I find it difficult to blog while watching Top Chef but if I keep putting this off it just won't happen. Some good news: Seth and I have finally finished trekking around the States collecting all of our stuff! Last week we flew to San Diego to pick up my car - and see my fabulous friend, Kerry - where I managed to pick up a Showgirls tattoo and eat the best pizza of my life at a winery in Escondido. Oh, the wine was also pretty tasty, but seriously: pizza, hot damn.
However, this is not my attempt at recreating that delicious pie but my attempt to use more of those damn grapefruit stubbornly sitting outside. Over a week ago I made grapefruit curd (with whipped cream stirred in, making it seem more like chiffon than curd) and, of course, the candied peels, and while I have been hoping to use the fruit in some savory dish I ended up making a grapefruit granita thanks to the suggestion of my sister and the super-easy recipe that shouted to me from Amanda Hesser's The Essential New York Times Cookbook.
I don't you think can get any easier than this. Some grapefruit juice, some champagne, some orange liqueur - boom. I didn't add any sugar as my grapefruits were insanely sweet and I can only recommend to use champagne/ sparkling wine that costs more than $7.50, though the cheap stuff still created a pretty tasty ice. I imagine better bubbly would only make the granita, well, better. Oh, and don't skip the zest at the end: it truly ties everything together.

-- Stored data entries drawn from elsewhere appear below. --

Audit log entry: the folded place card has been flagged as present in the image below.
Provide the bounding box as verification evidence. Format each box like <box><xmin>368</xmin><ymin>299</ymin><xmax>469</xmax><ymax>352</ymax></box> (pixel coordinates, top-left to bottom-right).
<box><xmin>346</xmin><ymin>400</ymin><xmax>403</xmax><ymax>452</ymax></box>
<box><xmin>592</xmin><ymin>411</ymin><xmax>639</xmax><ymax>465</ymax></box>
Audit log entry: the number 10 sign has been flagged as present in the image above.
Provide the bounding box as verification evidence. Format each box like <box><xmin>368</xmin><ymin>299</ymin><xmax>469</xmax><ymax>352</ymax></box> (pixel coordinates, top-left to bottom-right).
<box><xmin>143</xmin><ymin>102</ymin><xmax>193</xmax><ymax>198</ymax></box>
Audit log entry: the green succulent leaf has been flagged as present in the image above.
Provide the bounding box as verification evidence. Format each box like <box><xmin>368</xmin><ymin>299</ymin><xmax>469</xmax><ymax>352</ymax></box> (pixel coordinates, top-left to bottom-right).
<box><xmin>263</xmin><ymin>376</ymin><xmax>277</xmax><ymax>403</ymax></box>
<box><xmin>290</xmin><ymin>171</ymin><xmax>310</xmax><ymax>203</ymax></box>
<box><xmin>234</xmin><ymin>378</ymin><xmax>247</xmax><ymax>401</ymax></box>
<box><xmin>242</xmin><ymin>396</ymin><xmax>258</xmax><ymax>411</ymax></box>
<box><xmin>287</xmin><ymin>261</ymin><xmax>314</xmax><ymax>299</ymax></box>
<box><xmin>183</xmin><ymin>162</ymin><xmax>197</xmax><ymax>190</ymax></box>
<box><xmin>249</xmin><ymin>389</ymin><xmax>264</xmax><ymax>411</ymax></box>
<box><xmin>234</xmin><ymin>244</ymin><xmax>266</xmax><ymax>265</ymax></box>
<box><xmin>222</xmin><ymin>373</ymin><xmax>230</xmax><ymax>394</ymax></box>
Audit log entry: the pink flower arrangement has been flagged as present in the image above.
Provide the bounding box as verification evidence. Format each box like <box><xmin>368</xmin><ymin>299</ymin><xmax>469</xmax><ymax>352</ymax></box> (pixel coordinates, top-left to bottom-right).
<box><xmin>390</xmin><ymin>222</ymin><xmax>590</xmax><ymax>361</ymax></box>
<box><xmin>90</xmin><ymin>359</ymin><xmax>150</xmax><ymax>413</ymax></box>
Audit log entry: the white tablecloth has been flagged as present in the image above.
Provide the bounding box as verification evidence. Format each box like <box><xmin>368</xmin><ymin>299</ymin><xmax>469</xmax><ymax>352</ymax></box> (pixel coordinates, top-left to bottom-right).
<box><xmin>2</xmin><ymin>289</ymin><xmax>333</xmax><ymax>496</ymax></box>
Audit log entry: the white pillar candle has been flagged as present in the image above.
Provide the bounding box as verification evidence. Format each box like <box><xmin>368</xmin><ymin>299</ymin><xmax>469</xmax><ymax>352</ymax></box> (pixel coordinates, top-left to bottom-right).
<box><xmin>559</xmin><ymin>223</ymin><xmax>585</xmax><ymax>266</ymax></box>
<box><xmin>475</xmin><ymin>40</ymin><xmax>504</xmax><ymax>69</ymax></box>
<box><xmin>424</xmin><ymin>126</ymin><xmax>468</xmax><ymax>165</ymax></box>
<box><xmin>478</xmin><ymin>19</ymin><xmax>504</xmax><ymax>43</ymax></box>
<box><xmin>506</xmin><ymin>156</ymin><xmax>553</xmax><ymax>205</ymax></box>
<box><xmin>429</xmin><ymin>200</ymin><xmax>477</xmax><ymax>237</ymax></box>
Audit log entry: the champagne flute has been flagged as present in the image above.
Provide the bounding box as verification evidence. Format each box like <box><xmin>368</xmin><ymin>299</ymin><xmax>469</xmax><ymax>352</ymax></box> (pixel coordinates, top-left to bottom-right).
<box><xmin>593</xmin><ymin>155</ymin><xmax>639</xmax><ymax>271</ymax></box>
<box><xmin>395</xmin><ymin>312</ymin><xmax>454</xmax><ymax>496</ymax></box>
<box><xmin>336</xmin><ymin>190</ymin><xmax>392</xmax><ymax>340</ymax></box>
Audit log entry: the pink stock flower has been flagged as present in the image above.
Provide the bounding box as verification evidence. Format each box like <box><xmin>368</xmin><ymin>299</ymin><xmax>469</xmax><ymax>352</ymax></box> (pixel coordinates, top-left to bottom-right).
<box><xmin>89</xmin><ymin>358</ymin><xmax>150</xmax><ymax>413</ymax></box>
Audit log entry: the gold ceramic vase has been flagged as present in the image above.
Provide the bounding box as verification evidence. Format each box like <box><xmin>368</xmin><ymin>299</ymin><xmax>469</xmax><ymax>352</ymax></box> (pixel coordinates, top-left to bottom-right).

The Essential New York Times Cookbook: Classic Recipes for a New Century, Amanda Hesser
2cups fresh red or pink grapefruit juice (from about 3 grapefruit), strained
1cup Sauternes or Champagne (or sparkling wine)
1 1/2tsp sugar, or to taste
1 large red or pink grapefruit
1tbsp Grand Marnier
Grated zest of 1 yuzu or 2 limes
1. Combine the juice and Champagne in a medium bowl. Add the sugar and stir until dissolved. Pout into an 8x10-inch baking pan. Place in the freezer for several hours, or until completely frozen.
2. Meanwhile, peel and segment the grapefruit, discarding the membrane. Cut each segment into quarters.
3. Scrape the granita with a thin-tined fork to create loose crystals. Transfer to a large air-tight container. Stir in the grapefruit segments. Freeze again.
4. To serve, divide the granita among 6 dessert bowls. Pour 1/2 teaspoon Grand Marnier over each and sprinkle with the zest.